Con Antonio Maria Cervi – fervente
cattolico – sarà proprio questo uno dei punti di attrito e di sofferto
fraintendimento.
Tu,
tu che mi dici che io non ho niente di sacro… - scrive Antonia a Cervi il
1. marzo del 1932 – oh, è atroce, è
atroce che tu mi dica così, perché vuol dire che dove io tengo le mie cose più
sacre tu non sei mai, mai penetrato e non hai nemmeno veduto che per me è sacro
tutto quello che è sacro per te. (10)
Per Antonia, questo punto a quanto pare non
riesce a capirlo nessuno di coloro che le sono vicini, è difficile –
sperimentando le difficoltà di una vita sovrasensibile
e mancante di risposte adeguate – ritrovare quel Dio semplice nel quale, “da
bambina, aveva insegnato a credere ai piccoli montanari, che scendevano a
Pasturo per frequentarvi la scuola, e sul quale era solita intrattenere per ore
la Sandra , la
sua compagna di giochi, dopo averla aiutata a fare i compiti di scuola, per
dare il tempo a lei, di condizioni non
agiate, di badare ai fratellini”. (11)
Dio può essere abitato e vissuto
pienamente soltanto a prezzo di una
vita vera, vissuta. E Antonia, non
riesce a viverla pienamente. Il suicidio
che mette in scena è un vuoto pieno di vita, è una vita pienamente raggiunta –
per le possibilità che può offrire – e pienamente, dolorosamente abbandonata.
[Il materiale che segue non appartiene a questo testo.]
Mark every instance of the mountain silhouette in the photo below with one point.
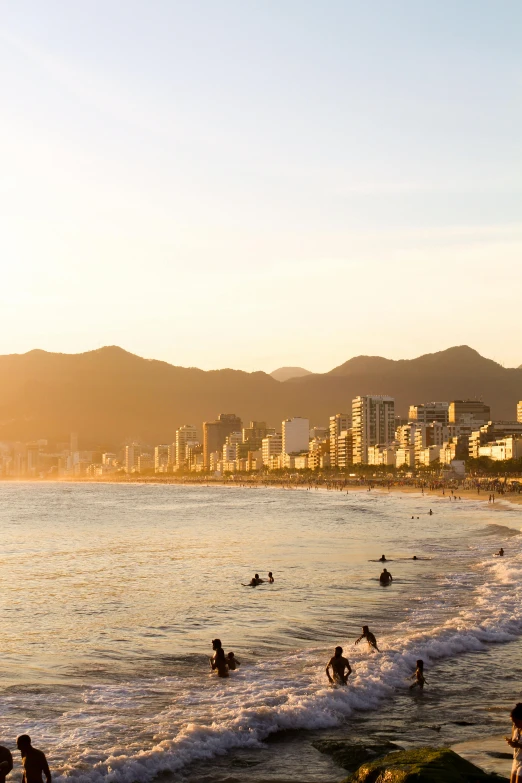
(109, 395)
(285, 373)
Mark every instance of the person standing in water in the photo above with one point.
(419, 676)
(515, 742)
(338, 664)
(6, 763)
(370, 638)
(33, 761)
(218, 661)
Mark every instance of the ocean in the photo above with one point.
(111, 595)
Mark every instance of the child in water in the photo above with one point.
(419, 676)
(232, 662)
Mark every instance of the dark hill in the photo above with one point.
(109, 395)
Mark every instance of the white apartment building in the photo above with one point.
(428, 455)
(341, 422)
(232, 441)
(507, 448)
(271, 446)
(373, 422)
(427, 412)
(186, 435)
(161, 459)
(381, 455)
(295, 435)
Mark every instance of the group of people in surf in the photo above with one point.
(220, 662)
(256, 580)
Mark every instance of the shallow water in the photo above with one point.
(111, 595)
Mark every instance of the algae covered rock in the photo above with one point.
(422, 765)
(351, 755)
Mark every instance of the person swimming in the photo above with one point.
(338, 664)
(419, 676)
(218, 661)
(370, 638)
(232, 662)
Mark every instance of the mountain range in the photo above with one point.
(109, 395)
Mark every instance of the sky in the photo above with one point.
(253, 184)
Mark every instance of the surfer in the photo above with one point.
(338, 665)
(218, 661)
(370, 638)
(232, 662)
(33, 761)
(515, 742)
(419, 676)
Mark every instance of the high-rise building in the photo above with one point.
(271, 446)
(215, 433)
(373, 422)
(427, 412)
(132, 455)
(185, 435)
(161, 459)
(471, 412)
(295, 435)
(341, 422)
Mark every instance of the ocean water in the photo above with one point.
(110, 596)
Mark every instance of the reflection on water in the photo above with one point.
(111, 595)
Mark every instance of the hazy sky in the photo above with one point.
(255, 184)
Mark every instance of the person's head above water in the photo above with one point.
(516, 715)
(23, 741)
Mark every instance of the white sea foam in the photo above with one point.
(289, 693)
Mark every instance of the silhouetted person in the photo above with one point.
(33, 761)
(232, 662)
(338, 665)
(218, 662)
(419, 676)
(370, 638)
(6, 763)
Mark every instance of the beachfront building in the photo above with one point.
(215, 433)
(271, 447)
(373, 422)
(381, 455)
(295, 435)
(469, 413)
(490, 432)
(426, 412)
(341, 422)
(428, 455)
(186, 435)
(161, 459)
(405, 455)
(506, 448)
(344, 449)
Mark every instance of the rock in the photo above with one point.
(351, 755)
(422, 765)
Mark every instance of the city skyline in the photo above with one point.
(170, 171)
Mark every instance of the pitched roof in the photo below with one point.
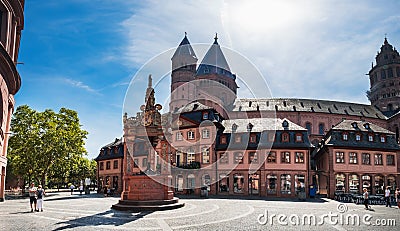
(362, 126)
(260, 125)
(308, 105)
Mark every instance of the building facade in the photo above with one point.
(110, 166)
(11, 25)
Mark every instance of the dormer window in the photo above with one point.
(383, 139)
(299, 137)
(345, 136)
(285, 137)
(253, 138)
(223, 140)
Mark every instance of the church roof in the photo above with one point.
(260, 125)
(194, 106)
(214, 62)
(184, 49)
(308, 105)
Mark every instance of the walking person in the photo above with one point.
(72, 188)
(366, 196)
(397, 196)
(387, 197)
(32, 196)
(40, 194)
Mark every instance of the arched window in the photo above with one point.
(321, 128)
(309, 127)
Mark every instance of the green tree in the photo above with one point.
(45, 142)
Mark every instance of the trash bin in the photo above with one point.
(313, 191)
(204, 192)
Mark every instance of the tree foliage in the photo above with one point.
(46, 144)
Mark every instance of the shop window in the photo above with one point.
(339, 157)
(190, 156)
(223, 158)
(223, 140)
(254, 181)
(340, 183)
(238, 183)
(286, 184)
(285, 157)
(299, 157)
(354, 183)
(378, 159)
(190, 135)
(271, 158)
(390, 160)
(353, 158)
(378, 184)
(223, 183)
(253, 158)
(299, 137)
(272, 184)
(285, 137)
(205, 133)
(205, 155)
(366, 158)
(238, 157)
(179, 136)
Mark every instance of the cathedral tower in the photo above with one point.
(384, 78)
(184, 64)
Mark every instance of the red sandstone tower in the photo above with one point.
(146, 187)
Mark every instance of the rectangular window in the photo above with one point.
(205, 134)
(223, 140)
(223, 158)
(339, 157)
(353, 158)
(285, 157)
(299, 138)
(299, 157)
(253, 158)
(366, 159)
(271, 157)
(238, 158)
(390, 160)
(179, 136)
(378, 159)
(190, 135)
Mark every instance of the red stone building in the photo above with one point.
(11, 25)
(110, 166)
(356, 155)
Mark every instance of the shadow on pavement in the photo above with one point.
(109, 217)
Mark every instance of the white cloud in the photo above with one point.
(304, 49)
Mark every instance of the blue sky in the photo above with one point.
(82, 54)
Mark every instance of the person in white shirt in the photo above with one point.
(387, 197)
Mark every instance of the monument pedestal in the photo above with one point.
(144, 193)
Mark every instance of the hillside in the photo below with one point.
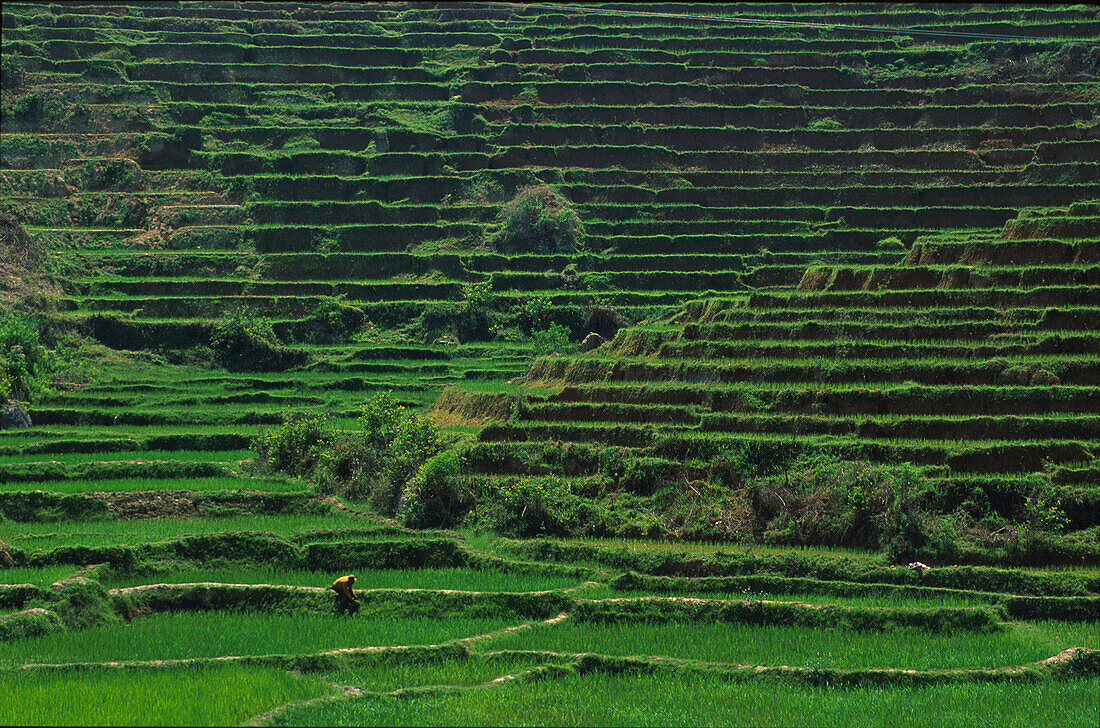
(340, 169)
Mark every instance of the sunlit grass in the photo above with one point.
(388, 578)
(190, 696)
(184, 636)
(807, 647)
(597, 699)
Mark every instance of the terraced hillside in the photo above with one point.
(846, 257)
(347, 161)
(964, 377)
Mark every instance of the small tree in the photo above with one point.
(538, 220)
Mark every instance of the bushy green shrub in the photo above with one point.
(539, 220)
(332, 322)
(890, 245)
(435, 497)
(297, 445)
(534, 506)
(12, 73)
(25, 364)
(373, 461)
(245, 342)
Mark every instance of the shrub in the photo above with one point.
(538, 220)
(433, 498)
(476, 296)
(245, 342)
(605, 321)
(890, 245)
(12, 73)
(552, 340)
(534, 312)
(24, 364)
(374, 461)
(295, 447)
(534, 506)
(333, 322)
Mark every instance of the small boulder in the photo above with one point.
(591, 342)
(13, 417)
(1044, 378)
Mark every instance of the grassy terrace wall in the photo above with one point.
(846, 264)
(339, 169)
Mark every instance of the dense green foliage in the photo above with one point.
(245, 342)
(539, 220)
(374, 460)
(25, 364)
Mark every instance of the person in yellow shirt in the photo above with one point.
(345, 596)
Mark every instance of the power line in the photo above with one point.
(765, 21)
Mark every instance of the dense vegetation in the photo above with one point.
(627, 357)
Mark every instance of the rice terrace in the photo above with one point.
(645, 364)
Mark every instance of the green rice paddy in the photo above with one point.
(894, 239)
(671, 699)
(806, 647)
(189, 636)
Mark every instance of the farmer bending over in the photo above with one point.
(345, 597)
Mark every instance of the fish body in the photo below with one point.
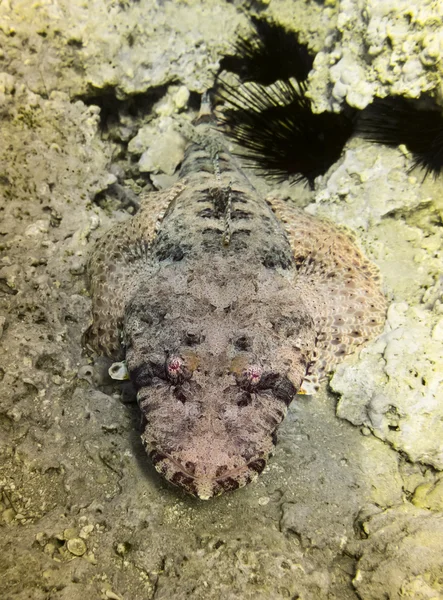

Ma in una prospettiva intima, segreta, di
speranza.
Soltanto un anno prima di morire, il 13 maggio del 1937, e di trasmettere – del tutto inedito – il suo
grande lascito poetico che oggi appare più vitale e più ispirato che mai, scriveva una poesia intitolata Amor fati che appare, in appena otto versi, una specie di summa del suo sofferto percorso spirituale :
Quando
dal mio buio traboccherai
di
schianto
in una cascata
di sangue –
navigherò con una rossa vela
per orridi silenzi
ai cratèri
della luce promessa. (12)
Fabrizio Falconi © - proprietà riservata/riproduzione vietata.
8.
Il cosiddetto Testamento, ovvero il biglietto d’addio di Antonia, contenuto nella
borsetta che aveva il giorno del suicidio, è pubblicato in Antonia Pozzi, L’età delle parole è finita, op. cit.
pag. 112.
9.
I Diari
di Antonia Pozzi sono pubblicati in Italia da Scheiwiller, Milano 1988.
10.
Antonia
Pozzi, L’età delle parole è finita,
op. cit. pag. 47.
11.
Così
Onorina Dino in Le lettere di Antonia
Pozzi, in L’età delle Parole è
finita, op. cit. pag. 125.
12.
Antonia Pozzi, Parole, op. cit. pag. 293.